Natural patterns bring together huge figures of the sacred portrait of Robert Pruitt – Huge

Robert Pruitt creates portraits through tight, round traces and soft shadows that bring the audience into a magical world. His work blends charcoal, pores and pastels, rooted in storytelling, and how personal narratives can see a broader, more collective question about Southern culture, rituals and the identity of the entitlement.
The artist brought the model into his Harlem Studio and took photos of them wearing their well-crafted outfits. Although Pruit prefers huge scales, his drawings emerge from these conversations. The portraits are rendered on coffee-dyed paper, extending over seven feet, with detailed shadows and line backgrounds that exude characteristic warm hues.
Recent self-portraits put his signature novel glasses on the artist, with rotating X-ray lenses placed on his forehead. His hands, not his face, are the subject of this ten-foot-wide piece, each wearing gold jewels, his hometown represents the Houston Rockets. Richard Pryor’s role as Herman Smith in a 1978 recap The Wonderful Wizard of the Wizard of Oz,,,,, Wiz.
He said the decoration stands out in Pruitt’s work and has a dual purpose: it provides a way to dig into questions about identity, culture, location and time, and also provides an opportunity to find something “funny and weird”. Recurring patterns such as lemons, mushrooms, snakes and birds are the latest addition to his portraits, which often surround the central figures. For example, in “Pelixir with Plague”, a typical Texan creature perched on the shoulders and arms of a sitting woman.
“Recently, I’ve been thinking about the continuity of the body and the world.

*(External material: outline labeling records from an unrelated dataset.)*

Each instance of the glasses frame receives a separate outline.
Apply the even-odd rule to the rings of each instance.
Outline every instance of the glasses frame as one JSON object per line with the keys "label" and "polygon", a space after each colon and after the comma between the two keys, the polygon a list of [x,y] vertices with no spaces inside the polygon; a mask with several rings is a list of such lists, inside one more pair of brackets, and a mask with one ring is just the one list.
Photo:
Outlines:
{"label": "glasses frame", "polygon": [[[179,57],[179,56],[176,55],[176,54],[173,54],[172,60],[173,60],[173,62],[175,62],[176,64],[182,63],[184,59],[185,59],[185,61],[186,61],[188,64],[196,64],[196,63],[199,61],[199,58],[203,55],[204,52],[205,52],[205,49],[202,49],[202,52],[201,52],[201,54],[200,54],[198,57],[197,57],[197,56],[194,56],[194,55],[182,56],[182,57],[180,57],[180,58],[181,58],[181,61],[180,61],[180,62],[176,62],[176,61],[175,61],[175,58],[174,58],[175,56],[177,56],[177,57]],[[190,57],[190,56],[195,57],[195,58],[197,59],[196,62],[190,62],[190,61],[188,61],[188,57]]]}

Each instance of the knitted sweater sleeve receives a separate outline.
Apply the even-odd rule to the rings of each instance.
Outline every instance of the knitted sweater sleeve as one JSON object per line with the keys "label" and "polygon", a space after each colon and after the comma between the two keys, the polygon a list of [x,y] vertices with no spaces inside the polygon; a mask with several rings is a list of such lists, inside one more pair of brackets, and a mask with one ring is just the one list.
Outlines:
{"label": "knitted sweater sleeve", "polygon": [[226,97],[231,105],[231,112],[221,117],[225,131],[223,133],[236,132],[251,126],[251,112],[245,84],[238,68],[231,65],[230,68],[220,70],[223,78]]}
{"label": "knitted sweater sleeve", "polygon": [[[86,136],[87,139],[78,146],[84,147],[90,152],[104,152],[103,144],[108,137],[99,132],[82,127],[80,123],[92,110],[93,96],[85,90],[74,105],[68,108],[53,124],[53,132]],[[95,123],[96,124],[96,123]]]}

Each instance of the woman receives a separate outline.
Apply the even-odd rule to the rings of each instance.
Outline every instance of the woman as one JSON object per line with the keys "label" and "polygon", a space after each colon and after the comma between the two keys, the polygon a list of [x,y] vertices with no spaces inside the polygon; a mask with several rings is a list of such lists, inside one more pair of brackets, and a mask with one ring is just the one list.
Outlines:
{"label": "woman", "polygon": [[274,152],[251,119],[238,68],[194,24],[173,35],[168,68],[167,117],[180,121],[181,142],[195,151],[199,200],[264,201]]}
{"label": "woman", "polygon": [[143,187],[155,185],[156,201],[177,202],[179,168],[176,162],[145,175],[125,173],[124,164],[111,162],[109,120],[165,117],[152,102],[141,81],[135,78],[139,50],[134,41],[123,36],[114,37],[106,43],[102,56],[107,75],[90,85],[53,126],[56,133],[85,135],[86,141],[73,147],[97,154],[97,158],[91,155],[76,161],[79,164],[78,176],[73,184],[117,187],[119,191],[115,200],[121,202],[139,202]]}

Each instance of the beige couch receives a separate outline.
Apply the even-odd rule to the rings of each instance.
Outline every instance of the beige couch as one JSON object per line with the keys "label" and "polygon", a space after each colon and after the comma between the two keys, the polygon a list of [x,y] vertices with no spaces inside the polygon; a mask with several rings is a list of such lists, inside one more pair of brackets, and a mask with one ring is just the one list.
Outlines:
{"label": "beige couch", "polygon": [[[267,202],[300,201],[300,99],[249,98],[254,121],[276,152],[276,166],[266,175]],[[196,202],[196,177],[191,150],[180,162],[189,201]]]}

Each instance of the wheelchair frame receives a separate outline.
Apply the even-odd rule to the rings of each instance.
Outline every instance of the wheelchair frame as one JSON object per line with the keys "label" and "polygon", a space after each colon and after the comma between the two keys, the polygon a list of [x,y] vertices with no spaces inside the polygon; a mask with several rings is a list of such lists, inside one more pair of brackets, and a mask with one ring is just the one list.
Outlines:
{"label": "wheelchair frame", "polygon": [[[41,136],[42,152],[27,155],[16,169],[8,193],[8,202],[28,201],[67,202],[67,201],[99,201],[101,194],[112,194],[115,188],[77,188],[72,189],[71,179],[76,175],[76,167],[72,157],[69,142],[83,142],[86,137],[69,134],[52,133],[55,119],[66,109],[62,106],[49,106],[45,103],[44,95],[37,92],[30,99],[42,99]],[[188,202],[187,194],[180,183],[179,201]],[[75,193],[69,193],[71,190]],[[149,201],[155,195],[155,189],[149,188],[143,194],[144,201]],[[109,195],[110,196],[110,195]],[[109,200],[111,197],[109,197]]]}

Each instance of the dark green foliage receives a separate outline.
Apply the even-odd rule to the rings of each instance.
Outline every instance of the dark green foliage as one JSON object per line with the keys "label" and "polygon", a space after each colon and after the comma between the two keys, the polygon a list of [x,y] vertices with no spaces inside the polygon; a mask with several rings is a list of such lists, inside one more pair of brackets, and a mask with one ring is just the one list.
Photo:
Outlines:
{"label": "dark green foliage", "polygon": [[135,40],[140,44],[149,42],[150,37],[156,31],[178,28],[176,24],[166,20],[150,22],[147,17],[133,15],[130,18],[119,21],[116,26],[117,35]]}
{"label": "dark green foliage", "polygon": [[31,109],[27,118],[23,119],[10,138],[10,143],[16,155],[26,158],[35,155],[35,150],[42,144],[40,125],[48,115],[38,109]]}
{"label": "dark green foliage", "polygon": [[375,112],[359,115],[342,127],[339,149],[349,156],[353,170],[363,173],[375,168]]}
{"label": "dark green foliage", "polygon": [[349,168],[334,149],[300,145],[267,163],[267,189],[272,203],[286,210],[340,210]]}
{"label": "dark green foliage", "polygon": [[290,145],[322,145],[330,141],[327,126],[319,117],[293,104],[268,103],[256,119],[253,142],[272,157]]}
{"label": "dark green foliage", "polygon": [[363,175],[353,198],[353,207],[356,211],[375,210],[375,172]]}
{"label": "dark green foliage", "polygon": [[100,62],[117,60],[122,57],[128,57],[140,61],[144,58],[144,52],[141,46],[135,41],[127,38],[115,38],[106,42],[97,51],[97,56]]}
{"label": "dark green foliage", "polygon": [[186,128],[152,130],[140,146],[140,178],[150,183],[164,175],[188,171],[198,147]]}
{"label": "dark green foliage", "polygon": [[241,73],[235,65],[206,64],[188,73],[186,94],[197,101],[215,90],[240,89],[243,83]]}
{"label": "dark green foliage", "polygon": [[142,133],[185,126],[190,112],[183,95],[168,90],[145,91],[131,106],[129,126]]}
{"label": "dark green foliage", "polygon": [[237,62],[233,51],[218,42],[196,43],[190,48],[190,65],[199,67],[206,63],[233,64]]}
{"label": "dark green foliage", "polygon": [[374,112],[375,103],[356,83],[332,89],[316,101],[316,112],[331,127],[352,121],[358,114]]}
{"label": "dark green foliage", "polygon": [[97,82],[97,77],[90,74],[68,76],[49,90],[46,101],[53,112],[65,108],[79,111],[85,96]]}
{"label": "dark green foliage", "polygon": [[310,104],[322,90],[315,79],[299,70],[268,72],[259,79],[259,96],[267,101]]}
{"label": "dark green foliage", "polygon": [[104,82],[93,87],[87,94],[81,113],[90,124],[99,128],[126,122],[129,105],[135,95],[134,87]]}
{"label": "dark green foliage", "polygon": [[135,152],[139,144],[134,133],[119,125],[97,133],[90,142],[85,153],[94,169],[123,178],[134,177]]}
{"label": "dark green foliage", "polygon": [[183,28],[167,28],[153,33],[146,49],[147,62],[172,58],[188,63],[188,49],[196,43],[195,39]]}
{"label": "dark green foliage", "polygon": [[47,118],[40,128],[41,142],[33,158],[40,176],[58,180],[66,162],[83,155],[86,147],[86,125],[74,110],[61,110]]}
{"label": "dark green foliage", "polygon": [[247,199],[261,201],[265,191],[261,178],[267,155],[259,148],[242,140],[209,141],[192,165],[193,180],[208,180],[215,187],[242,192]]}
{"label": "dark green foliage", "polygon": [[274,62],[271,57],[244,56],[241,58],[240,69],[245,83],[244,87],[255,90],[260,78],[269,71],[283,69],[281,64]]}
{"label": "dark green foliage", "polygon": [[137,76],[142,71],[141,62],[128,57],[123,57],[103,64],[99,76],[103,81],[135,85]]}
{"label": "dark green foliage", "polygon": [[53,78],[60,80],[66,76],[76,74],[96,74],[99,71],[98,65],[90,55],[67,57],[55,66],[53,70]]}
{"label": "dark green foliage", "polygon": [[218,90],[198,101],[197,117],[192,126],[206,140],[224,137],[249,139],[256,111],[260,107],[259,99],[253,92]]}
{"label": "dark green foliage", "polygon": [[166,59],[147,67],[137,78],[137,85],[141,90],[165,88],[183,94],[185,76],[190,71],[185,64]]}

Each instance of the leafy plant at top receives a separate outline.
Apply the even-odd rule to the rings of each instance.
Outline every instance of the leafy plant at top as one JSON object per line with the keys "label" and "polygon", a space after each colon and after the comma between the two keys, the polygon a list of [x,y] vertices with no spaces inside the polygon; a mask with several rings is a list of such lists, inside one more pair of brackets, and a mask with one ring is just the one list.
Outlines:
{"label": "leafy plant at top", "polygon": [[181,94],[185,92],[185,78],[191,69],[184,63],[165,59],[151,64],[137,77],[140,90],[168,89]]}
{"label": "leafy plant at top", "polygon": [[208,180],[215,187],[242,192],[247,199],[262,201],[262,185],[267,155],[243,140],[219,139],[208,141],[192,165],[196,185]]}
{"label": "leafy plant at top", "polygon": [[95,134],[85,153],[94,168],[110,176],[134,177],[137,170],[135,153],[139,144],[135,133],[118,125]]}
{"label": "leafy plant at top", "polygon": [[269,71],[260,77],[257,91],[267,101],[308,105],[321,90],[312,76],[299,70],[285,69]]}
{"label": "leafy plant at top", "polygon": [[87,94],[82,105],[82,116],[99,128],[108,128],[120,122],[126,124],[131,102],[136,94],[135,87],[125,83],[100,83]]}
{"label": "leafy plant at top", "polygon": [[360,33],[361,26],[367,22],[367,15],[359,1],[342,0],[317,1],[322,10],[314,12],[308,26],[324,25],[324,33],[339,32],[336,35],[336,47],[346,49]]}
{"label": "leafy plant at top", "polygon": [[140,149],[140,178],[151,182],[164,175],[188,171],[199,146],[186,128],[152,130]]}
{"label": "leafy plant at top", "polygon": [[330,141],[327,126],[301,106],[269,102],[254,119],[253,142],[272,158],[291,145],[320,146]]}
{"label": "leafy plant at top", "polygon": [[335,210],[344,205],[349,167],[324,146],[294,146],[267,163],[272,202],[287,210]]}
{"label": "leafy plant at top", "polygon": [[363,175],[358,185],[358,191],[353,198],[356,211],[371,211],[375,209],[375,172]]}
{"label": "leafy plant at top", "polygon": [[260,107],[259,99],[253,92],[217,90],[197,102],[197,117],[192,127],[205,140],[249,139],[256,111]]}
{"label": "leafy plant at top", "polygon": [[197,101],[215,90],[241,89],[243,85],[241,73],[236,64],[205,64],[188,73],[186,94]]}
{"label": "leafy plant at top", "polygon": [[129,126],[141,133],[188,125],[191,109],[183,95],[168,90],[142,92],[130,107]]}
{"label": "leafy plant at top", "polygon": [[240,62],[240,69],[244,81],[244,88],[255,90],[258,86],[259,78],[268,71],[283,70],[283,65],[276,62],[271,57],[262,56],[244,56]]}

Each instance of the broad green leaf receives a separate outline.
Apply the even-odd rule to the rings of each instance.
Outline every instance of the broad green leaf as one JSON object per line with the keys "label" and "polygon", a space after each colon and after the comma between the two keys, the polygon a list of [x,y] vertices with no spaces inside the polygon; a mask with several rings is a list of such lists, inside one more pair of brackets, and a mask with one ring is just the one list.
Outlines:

Our bodies have put things in, and for me, the process marks equality with everything around us,” Pruitt told The Giant.

Connecting with Nature also cites the sacred and suggestiveness of the artist’s reference, whether it’s his enduring love for science fiction, comics, music, or “swamp, wet, wet Houston, Texas.”
I think part of it is nostalgic, especially the opposite of what I am now in New York City. I miss my home… To some extent, these works are like the stage for my own origin story, a complex metropolis, and it is also deeply rural. A garden of Eden, but full of mosquitoes and stray dogs. Nature is not so cute or comfortable, but is cold and still sacred.
If you are in New York, you can see Pruitt’s work in a solo exhibition named after Sun Ra Libretto, …Son…Sun…Sin…Syn…Zen…Zen…Zenat Salon No. 94.